O PLC 079/2004 estabelece que para exercer o Jornalismo a pessoa tem que estar qualificada, com curso superior específico, o que evita o exercício da profissão por quem não está habilitado e garante o direito da sociedade à informação de qualidade. Deturpando os fatos, porém, o jornal O Estado de São Paulo iniciou a ofensiva patronal contra os jornalistas e suas organizações, acusando a Federação de aplicar um golpe. Em nota oficial emitida no dia 12 de julho, a entidade reagiu. “Adeptos de golpes são o Estadão e outros veículos de comunicação de massa do País. Eles, sim, apoiaram a ditadura militar, desde o primeiro instante do golpe ocorrido em 1964, e continuam a apoiar, cotidianamente, os mais diversos golpes que a elite brasileira desfere contra o povo”, disparou o documento.

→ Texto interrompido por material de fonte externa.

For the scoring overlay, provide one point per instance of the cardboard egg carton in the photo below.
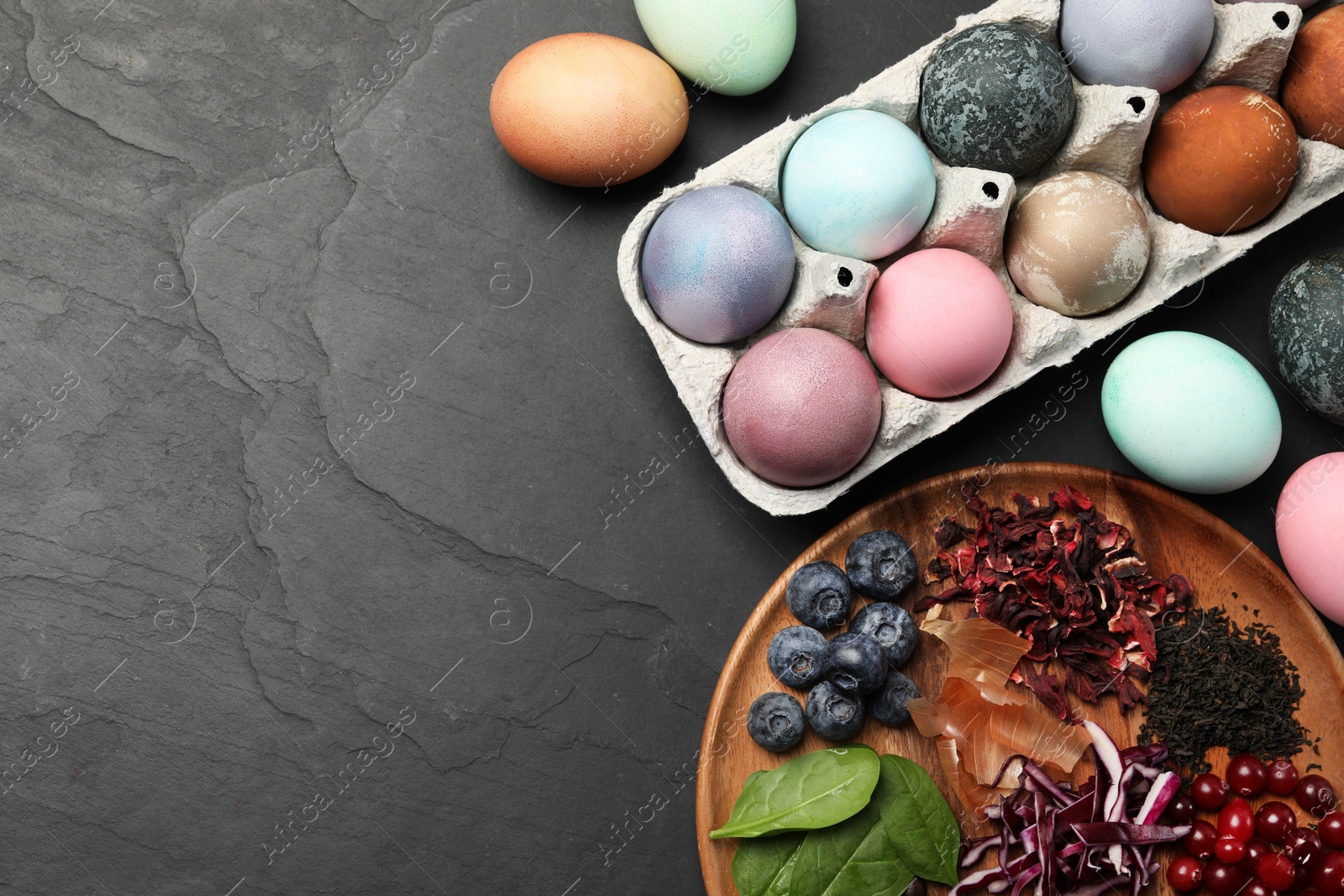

No combate à valorização e regulamentação da profissão dos jornalistas, a ofensiva patronal ganhou novos contornos no jornal O Globo de 12/07, que “alertando” para os riscos à “liberdade de expressão” caso a regulamentação dos jornalistas seja mudada, ouviu os presidentes do Conselho Nacional de Arquivos, do Conselho de RPs e da ANJ. O repórter entrevistou longamente o Presidente da FENAJ, Sérgio Murillo de Andrade. Mas nenhuma linha foi publicada. “Essa é a democracia das empresas. É um belo exemplo de anti-jornalismo, de manipulação de informação e hipocrisia patronal”, protestou Murillo, lembrando que, na edição de 13/07, o periódico da família Marinho fez campanha pela quebra do regimento do Senado estimulando um “jeitinho” para a matéria não seguir para sanção presidencial.